The third saying addressed marketplace issues ("what does it profit them if they gain the whole world, but lose or forfeit themselves"). Here we note that the NRSV plural translation, adopted for the sake of inclusiveness, takes some of the edge off challenges Jesus addresses to each person. Jesus contends that there are dimensions of life vital to happiness which cannot be satisfied by possessions or wealth. [Emphasis added.]Taking the issues I have highlighted one at a time, where does Bishop Prendergast get the notion that Jesus has the marketplace in mind here? I suspect he gets it from one word and that word is "profit". But this is to read a modern usage back into the ancient world. For us, "profit" is a word that applies narrowly to marketplace goods. The world of Jesus saw all goods in the same terms. Good luck and semen were limited goods in the same sense that money and tradeable commodities were for them.
In context, by saying "profit" Jesus simply means what do they gain.
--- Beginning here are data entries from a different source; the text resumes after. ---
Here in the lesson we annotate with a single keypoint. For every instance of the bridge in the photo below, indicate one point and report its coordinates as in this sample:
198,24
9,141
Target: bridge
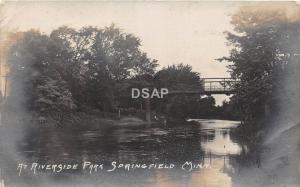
211,86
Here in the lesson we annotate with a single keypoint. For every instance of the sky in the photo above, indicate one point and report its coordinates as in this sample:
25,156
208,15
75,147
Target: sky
171,32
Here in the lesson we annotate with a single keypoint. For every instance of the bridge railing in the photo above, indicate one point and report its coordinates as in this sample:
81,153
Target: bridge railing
219,84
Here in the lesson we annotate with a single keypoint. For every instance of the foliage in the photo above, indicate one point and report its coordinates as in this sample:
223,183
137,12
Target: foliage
264,42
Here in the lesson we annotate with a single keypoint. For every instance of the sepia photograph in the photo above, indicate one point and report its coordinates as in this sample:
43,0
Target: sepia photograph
146,93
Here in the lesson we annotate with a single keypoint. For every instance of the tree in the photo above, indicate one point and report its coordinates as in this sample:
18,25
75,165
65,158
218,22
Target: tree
177,78
263,43
36,85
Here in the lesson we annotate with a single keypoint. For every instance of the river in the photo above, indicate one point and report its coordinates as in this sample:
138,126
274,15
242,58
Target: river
198,154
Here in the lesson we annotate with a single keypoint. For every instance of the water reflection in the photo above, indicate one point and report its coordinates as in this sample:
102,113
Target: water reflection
207,143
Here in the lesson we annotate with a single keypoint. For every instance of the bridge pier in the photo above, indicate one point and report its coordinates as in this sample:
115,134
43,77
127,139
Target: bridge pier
148,111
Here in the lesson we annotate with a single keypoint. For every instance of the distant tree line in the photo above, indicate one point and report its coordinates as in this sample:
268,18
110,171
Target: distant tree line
73,70
265,44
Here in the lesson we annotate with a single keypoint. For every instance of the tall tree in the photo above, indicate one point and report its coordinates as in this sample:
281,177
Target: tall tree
263,42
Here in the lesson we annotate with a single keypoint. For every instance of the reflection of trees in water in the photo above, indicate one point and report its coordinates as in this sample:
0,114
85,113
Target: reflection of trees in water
49,145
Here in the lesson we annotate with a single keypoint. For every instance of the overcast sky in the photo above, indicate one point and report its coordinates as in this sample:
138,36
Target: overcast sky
171,32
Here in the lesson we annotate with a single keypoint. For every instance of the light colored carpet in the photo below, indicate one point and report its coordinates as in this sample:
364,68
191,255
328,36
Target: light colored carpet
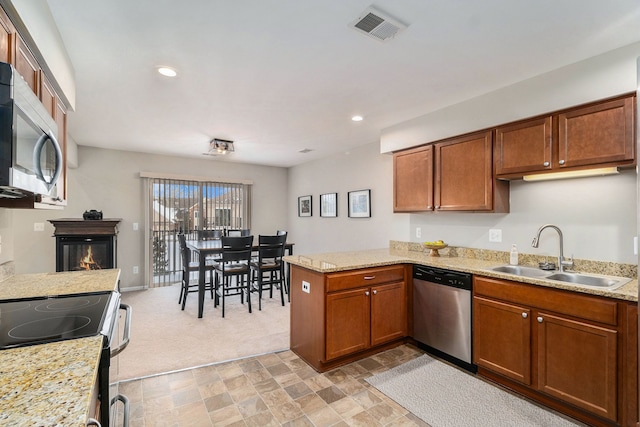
443,396
165,338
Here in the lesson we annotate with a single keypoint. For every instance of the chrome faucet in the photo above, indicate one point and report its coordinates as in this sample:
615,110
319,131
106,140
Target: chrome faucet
562,263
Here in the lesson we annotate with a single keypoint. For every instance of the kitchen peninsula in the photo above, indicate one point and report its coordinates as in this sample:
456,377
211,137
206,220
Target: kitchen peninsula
346,306
54,383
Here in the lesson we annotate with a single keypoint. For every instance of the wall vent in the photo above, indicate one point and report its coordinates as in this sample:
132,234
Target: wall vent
377,25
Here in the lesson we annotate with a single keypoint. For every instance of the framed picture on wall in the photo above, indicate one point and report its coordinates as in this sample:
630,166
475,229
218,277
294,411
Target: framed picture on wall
359,204
304,206
329,205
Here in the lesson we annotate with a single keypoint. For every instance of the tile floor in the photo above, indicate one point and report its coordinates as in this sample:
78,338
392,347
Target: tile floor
276,389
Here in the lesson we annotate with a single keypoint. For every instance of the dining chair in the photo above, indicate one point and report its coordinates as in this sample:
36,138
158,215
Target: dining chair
237,232
209,234
286,282
233,271
268,270
190,266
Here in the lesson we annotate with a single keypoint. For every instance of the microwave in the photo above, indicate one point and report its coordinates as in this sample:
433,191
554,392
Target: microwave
31,159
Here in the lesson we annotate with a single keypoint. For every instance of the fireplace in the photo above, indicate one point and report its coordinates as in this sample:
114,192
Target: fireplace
85,244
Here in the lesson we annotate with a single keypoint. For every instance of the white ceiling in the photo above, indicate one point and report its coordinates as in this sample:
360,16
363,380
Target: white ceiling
280,76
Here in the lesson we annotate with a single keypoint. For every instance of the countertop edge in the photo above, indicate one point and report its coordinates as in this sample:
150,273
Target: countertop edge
354,260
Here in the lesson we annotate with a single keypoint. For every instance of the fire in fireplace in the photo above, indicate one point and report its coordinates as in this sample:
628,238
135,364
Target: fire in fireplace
85,244
85,253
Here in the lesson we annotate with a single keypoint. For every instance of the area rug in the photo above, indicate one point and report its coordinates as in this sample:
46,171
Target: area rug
443,396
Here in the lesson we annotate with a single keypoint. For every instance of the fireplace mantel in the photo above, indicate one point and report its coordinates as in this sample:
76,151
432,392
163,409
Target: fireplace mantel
85,227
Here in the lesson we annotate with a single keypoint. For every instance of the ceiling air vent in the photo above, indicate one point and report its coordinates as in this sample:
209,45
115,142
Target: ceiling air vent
377,25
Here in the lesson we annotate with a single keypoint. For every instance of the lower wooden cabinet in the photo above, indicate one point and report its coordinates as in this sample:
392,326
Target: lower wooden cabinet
347,315
565,348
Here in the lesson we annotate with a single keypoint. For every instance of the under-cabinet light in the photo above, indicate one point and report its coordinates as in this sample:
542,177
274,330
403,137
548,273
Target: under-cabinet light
571,174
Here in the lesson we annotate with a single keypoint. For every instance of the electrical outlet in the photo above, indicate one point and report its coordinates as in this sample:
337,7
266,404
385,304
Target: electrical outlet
495,235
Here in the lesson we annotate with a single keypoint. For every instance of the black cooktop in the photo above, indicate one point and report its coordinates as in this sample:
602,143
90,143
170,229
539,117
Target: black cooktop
42,320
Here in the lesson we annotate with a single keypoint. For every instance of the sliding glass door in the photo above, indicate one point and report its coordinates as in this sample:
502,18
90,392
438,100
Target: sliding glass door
189,207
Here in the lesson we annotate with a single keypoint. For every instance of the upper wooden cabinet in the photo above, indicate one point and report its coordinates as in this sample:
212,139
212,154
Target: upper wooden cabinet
464,175
524,147
27,65
7,35
413,180
451,175
595,135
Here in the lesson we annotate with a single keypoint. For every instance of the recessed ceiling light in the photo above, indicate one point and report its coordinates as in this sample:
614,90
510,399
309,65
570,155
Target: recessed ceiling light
167,71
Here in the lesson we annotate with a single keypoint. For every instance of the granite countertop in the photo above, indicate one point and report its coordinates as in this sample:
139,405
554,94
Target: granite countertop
51,384
341,261
63,283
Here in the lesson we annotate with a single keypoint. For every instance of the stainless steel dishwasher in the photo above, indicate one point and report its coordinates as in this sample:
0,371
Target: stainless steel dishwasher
442,313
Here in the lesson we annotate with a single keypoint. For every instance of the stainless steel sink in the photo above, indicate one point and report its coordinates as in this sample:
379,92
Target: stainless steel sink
606,282
520,270
581,279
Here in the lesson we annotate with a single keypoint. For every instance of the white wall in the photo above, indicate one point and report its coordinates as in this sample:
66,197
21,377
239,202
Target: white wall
108,181
603,76
362,168
597,217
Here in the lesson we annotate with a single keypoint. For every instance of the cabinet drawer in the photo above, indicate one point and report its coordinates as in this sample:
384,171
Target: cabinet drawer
364,277
565,302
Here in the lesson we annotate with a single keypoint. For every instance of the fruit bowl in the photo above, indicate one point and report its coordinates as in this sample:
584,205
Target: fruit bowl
434,246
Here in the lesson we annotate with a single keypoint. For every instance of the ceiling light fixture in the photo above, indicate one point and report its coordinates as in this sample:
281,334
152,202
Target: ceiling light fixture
571,174
167,71
220,146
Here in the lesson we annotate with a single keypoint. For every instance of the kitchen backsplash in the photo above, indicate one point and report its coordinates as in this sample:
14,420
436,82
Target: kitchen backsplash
502,257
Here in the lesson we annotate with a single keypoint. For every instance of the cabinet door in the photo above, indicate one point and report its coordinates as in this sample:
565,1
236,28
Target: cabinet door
464,173
27,66
60,116
502,338
348,315
413,180
577,363
48,97
597,134
523,147
388,313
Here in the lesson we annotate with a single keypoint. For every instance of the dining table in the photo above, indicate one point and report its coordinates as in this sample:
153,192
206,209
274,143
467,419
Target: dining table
205,248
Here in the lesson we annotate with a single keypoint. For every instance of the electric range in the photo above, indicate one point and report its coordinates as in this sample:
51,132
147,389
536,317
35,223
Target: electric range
41,320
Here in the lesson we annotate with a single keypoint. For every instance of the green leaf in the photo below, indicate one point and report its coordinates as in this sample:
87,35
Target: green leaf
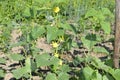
26,12
2,73
105,77
18,73
100,50
91,12
96,76
53,33
63,76
43,60
37,32
2,60
54,61
16,57
68,27
89,41
51,76
106,27
86,73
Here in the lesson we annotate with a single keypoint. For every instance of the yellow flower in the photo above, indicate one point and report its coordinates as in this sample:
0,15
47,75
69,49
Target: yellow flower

More importantly, Jesus is not speaking of profit or gain in general here but of a very specific type of gain. He is saying, what good would it do you if you gained "the whole world" only to lose yourself. This is a question that applies more to the politically and socially ambitious than it does to someone making their living in the marketplace. (And, lest we forget, the reason most people go into the marketplace is love; they do it to make enough money to provide shelter, food and clothing for their families.)
Sadly, this focus on an economic issue leads my Bishop (who is an excellent Bishop) to wind up with a point that is trite and trivially obvious in the sentence emphasized in the quoted bit above. Jesus is making the far more profound point that our lives have to aimed at the right thing.